After the delegates at the 2017 Convention started to realize what had happened when the Statutory Bylaws were passed, the question was asked “now what?” As one delegate asked “What do we tell the people we report to? ‘Too bad, so sad’?”
The answer was the changes were now the “law of the land” and changing them would wait until the next convention – or – a special convention could be held at a cost of $400K. What I saw was akin to having a particular understanding about how a transaction was supposed to go, signing the bill of sale, and then suddenly finding out the fine print dramatically changed the nature of the contract.
However – contrary to what was stated at the 2017 convention, I think it’s possible to follow the new rules and legally change Synod’s direction without having to spend anywhere near $400K to do it.

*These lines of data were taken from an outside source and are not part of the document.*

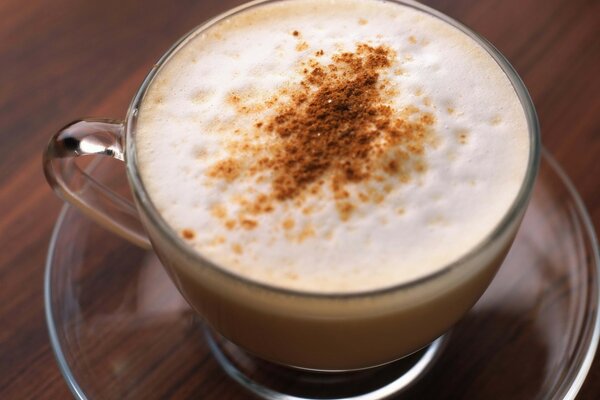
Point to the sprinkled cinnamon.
(337, 128)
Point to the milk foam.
(206, 102)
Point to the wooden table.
(65, 59)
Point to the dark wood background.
(65, 59)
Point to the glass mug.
(324, 332)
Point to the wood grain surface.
(66, 59)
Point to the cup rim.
(514, 211)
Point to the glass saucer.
(120, 329)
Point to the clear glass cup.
(319, 332)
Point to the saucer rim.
(575, 384)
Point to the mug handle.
(92, 137)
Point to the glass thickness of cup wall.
(331, 331)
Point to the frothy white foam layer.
(206, 102)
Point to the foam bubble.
(415, 214)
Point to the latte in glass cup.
(344, 177)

The process isn’t that difficult – though I’ll state up front that the Synodical community will need a lot of trust to pull this off.
To start with – here’s all the details from the New and Improved Statutory Bylaws:
1. Who can call a special convention:
9.09 A Special Convention may be called for specified purposes as provided for in the Synodical Constitution and Synodical Bylaws.

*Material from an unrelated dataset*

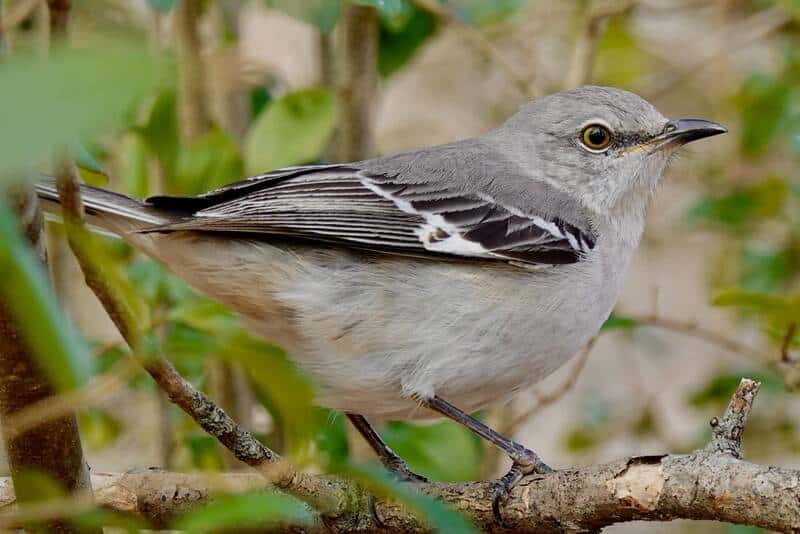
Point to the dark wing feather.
(349, 206)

9.10 If two-thirds of the members of the Board request the calling of a Special Convention, the Board shall call a Special Convention.
9.11 If two-thirds of the delegates present at a Convention vote to call a Special Convention, the Board shall call a Special Convention
2. Who can attend a special convention:
9.13 Those eligible to attend and vote at a Special Convention shall be those delegates in office at the time of the preceding Convention except those delegates who have been disqualified by termination of membership in the Member Congregation which they represent. Vacancy in the position of a delegate shall be filled by the Member Congregation which appointed the delegate whose position became vacant.

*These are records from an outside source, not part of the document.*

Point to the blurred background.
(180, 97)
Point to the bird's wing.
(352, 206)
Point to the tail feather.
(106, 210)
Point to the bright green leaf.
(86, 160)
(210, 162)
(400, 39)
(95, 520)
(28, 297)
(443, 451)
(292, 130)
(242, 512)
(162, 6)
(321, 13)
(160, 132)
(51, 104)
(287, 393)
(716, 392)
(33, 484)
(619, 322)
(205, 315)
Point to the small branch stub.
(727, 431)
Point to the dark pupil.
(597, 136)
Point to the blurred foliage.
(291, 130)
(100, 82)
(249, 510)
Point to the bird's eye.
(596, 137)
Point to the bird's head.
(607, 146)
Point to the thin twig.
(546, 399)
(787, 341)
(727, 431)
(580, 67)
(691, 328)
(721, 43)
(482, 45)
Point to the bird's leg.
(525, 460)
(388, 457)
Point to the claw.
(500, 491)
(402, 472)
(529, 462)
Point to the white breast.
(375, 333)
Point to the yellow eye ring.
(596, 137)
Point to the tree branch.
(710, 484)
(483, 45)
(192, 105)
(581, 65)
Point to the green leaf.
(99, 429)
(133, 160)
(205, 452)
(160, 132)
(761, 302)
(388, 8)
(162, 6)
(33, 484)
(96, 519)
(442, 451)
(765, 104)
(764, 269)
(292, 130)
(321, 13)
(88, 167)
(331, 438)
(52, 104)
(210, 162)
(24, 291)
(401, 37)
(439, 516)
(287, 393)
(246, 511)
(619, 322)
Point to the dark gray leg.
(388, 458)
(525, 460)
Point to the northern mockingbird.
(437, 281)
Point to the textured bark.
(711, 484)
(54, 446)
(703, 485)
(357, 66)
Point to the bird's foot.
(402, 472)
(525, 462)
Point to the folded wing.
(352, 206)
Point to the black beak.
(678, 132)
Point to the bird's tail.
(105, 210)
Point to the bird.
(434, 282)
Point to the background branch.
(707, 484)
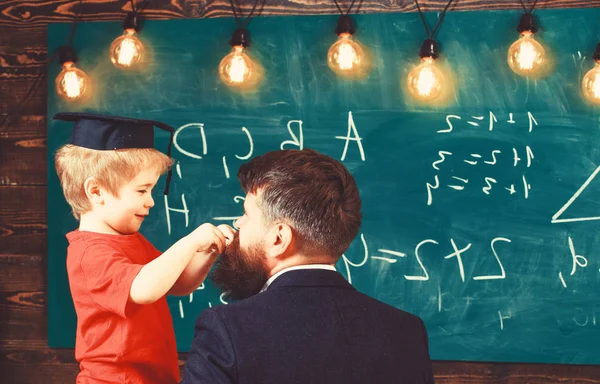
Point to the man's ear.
(280, 240)
(93, 191)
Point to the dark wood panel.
(23, 228)
(34, 12)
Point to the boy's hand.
(208, 239)
(228, 232)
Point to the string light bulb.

3. What is the required notice for a special convention:
9.12 No notice of a Special Convention need be given a Member Congregation or to a delegate appointed by that Member Congregation. The secretary shall publish in an official periodical published by LCC the time and place of the Special Convention at least 90 days prior to the opening date of the Special Convention. Such notice shall indicate the business to be conducted at the Special Convention
4. How many people are required at the convention in order to get to quorum:
9.07 A quorum for a Convention shall consist of at least 25% of the eligible delegates.
Going from memory there was roughly 97 voting delegates at the convention – to keep the math simple I’ll use 100 people.
That means to call and run a special convention, Synod needs:
- An agenda of business to transact,
- 67 delegates or 2/3rds of the BOD to call a special convention ,
- Publication of the business to transact in an official publication at least 90 days in advance, and
- 25 or more delegates to actually attend the special convention.
Let’s suppose the agenda was to adopt the substitute motion that was considered and declined at the 2017 convention. An on-line forum or related mechanism could be used to deal with any up-front debate, concerns, etc. about the motion, and get the “attending delegates” on board with what their duties are.
The full agenda of a special convention could then be to
- Adopt the agenda,
- Deal with any mandatory reports, housekeeping, and related business,
- Vote to change the restructuring process to follow the process outlined in the substitute motion,
If such a convention was held within reasonable driving distance of 25 delegates, the whole affair could be over and done with inside of an afternoon.
Since the meeting wouldn’t need all the infrastructure that goes with a full convention, most of the cost would be travel / to from the venue, some overnight accommodations, a Livestream fee to broadcast and record who did what for accountability’s sake, and maybe a meeting room rental.
My guesstimate on the cost of such a meeting would be around $10K – $20K depending on how people got to the meeting.
The big “if” in this whole process isn’t organizing or paying for the convention – it’s that a Synodical convention has all the rights and powers that go with such a gathering. As such, the delegates could move and adopt a policy resolution that wouldn’t pass muster at a full convention. Such an action would bind Synod until the next convention where it could be undone.
With such a small group of people representing all of Synod, the Synodical community would have to trust that the attending delegates would do what they had been tasked to do – nothing more, nothing less, nothing else.